A tower stands vertically on the ground. From a point on the ground, $ 20 \mathrm{~m} $ away from the foot of the tower, the angle of elevation of the top of the tower is $ 60^{\circ} $. What is the height of the tower?

Given:

A tower stands vertically on the ground.
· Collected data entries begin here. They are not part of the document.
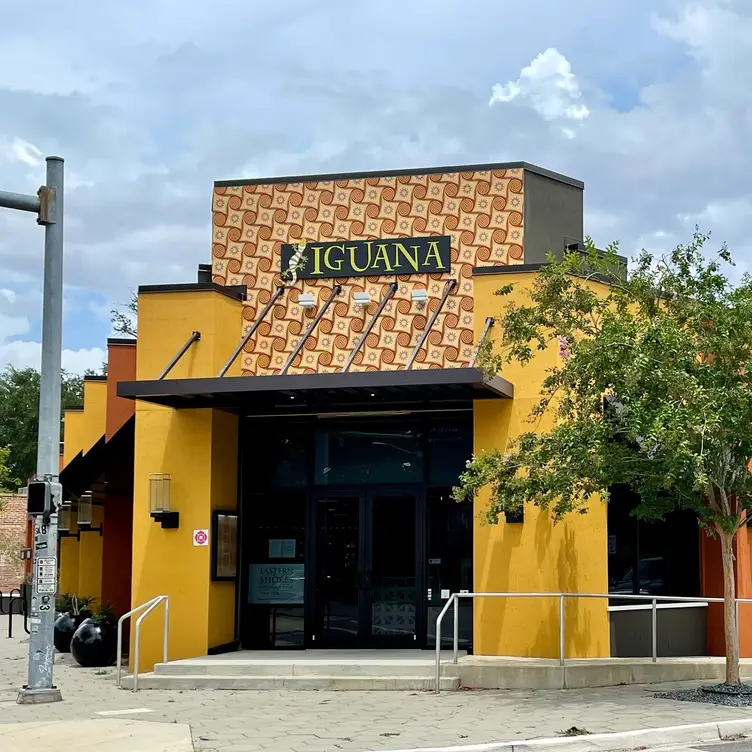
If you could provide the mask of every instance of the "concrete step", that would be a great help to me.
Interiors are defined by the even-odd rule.
[[[455,676],[441,678],[442,690],[459,689]],[[133,677],[123,679],[124,689],[133,689]],[[330,690],[330,691],[417,691],[433,689],[433,678],[428,676],[271,676],[271,675],[221,675],[221,674],[140,674],[141,689],[236,689],[236,690]]]
[[[448,667],[444,666],[444,670]],[[159,676],[410,676],[433,677],[431,660],[243,660],[189,658],[154,666]]]

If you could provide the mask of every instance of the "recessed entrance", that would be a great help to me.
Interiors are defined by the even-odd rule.
[[[472,412],[249,419],[241,439],[241,645],[426,648],[472,588],[472,508],[451,500]],[[470,646],[472,605],[460,639]]]

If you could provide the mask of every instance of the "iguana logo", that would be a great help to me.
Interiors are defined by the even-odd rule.
[[[285,283],[285,287],[292,287],[298,281],[298,269],[305,264],[305,258],[303,258],[303,251],[305,251],[306,241],[301,240],[299,243],[293,243],[292,256],[290,257],[290,263],[280,275],[282,281]]]

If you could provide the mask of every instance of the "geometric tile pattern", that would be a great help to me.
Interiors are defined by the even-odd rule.
[[[449,235],[451,273],[399,275],[396,294],[351,370],[403,368],[451,278],[458,284],[413,367],[462,367],[468,365],[474,347],[472,269],[523,263],[522,207],[522,169],[217,186],[213,278],[248,288],[240,338],[274,293],[284,243]],[[243,374],[278,372],[316,315],[316,308],[297,304],[300,293],[313,293],[323,304],[337,282],[344,288],[342,294],[289,373],[339,370],[394,279],[298,280],[247,343]],[[423,308],[411,300],[414,287],[428,290],[429,302]],[[358,291],[370,293],[367,311],[354,303]]]

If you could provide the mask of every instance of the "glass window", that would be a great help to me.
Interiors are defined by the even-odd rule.
[[[238,570],[238,516],[214,513],[212,579],[234,580]]]
[[[243,643],[249,648],[302,647],[306,497],[280,490],[247,497]]]
[[[451,490],[428,494],[426,556],[428,572],[428,644],[436,645],[436,618],[451,593],[473,588],[473,505],[458,504]],[[473,603],[460,600],[459,644],[467,649],[473,638]],[[448,627],[446,625],[449,625]],[[452,619],[444,619],[441,644],[451,646]]]
[[[308,483],[308,432],[304,426],[275,433],[271,443],[276,488],[303,488]]]
[[[454,486],[473,453],[471,419],[435,423],[428,429],[428,483]]]
[[[676,511],[647,522],[633,514],[638,497],[627,488],[611,489],[608,504],[609,593],[696,596],[700,591],[697,516]],[[697,542],[692,545],[696,537]]]
[[[415,428],[388,423],[332,427],[318,432],[315,462],[316,484],[321,486],[423,480],[420,433]]]

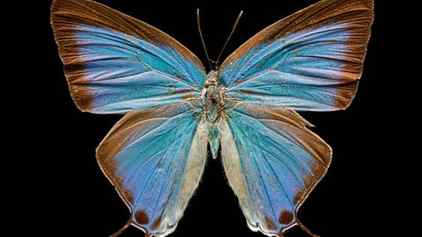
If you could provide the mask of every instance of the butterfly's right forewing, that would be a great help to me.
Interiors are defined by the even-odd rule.
[[[373,0],[323,0],[249,39],[221,66],[227,95],[302,111],[346,109],[362,75]]]

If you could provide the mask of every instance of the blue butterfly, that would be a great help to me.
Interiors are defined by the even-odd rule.
[[[296,111],[350,105],[373,8],[373,0],[322,0],[265,28],[221,65],[209,60],[207,74],[153,26],[94,1],[55,0],[51,22],[75,104],[126,113],[97,148],[99,166],[131,211],[113,236],[128,226],[147,236],[172,233],[208,144],[213,158],[221,152],[251,230],[283,236],[300,226],[314,236],[297,211],[332,151]]]

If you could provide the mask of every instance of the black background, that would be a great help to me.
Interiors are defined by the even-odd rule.
[[[240,10],[245,14],[228,46],[228,53],[269,24],[315,0],[276,1],[100,1],[132,15],[175,37],[205,60],[196,31],[195,9],[201,8],[202,26],[211,57],[218,51]],[[303,113],[313,129],[334,150],[328,174],[299,212],[299,218],[322,237],[377,233],[383,206],[380,195],[384,177],[379,174],[388,154],[385,139],[385,1],[377,1],[372,39],[368,47],[360,89],[347,111]],[[34,140],[40,155],[36,173],[42,180],[29,187],[42,200],[43,233],[47,236],[108,236],[128,219],[129,212],[101,173],[95,148],[121,116],[82,113],[68,93],[62,64],[49,24],[51,1],[44,2],[47,60],[37,90],[42,108],[37,110],[39,137]],[[205,64],[205,61],[204,61]],[[30,110],[33,108],[29,108]],[[32,110],[31,110],[32,111]],[[42,112],[41,112],[42,111]],[[382,162],[381,162],[382,161]],[[289,237],[306,236],[294,228]],[[128,229],[124,236],[142,236]],[[237,200],[227,185],[220,160],[209,160],[199,189],[192,198],[178,228],[171,235],[264,236],[251,232]]]

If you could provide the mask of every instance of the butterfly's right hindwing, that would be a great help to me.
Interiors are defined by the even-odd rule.
[[[221,155],[249,227],[268,236],[298,224],[297,210],[324,176],[331,148],[297,113],[242,104],[221,124]]]

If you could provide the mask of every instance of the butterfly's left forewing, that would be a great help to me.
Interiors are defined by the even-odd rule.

From a point on the ground, \( 20 \mathrm{~m} \) away from the foot of the tower, the angle of elevation of the top of the tower is \( 60^{\circ} \).

To do:

We have to find the height of the tower.

Solution:  

Let $AB$ be the tower and $C$ is the point \( 20 \mathrm{~m} \) away from the foot of the tower.

From the figure,

$\mathrm{BC}=20 \mathrm{~m}, \angle \mathrm{ACB}=60^{\circ}$

Let the height of the tower be $\mathrm{AB}=h \mathrm{~m}$

We know that,

$\tan \theta=\frac{\text { Perpendicular }}{\text { Base }}$

$=\frac{\text { AB }}{BC}$

$\Rightarrow \tan 60^{\circ}=\frac{h}{20}$

$\Rightarrow \sqrt{3}=\frac{h}{20}$

$\Rightarrow h=20 \sqrt{3} \mathrm{~m}$

Therefore, the height of the tower is $20 \sqrt{3} \mathrm{~m}$.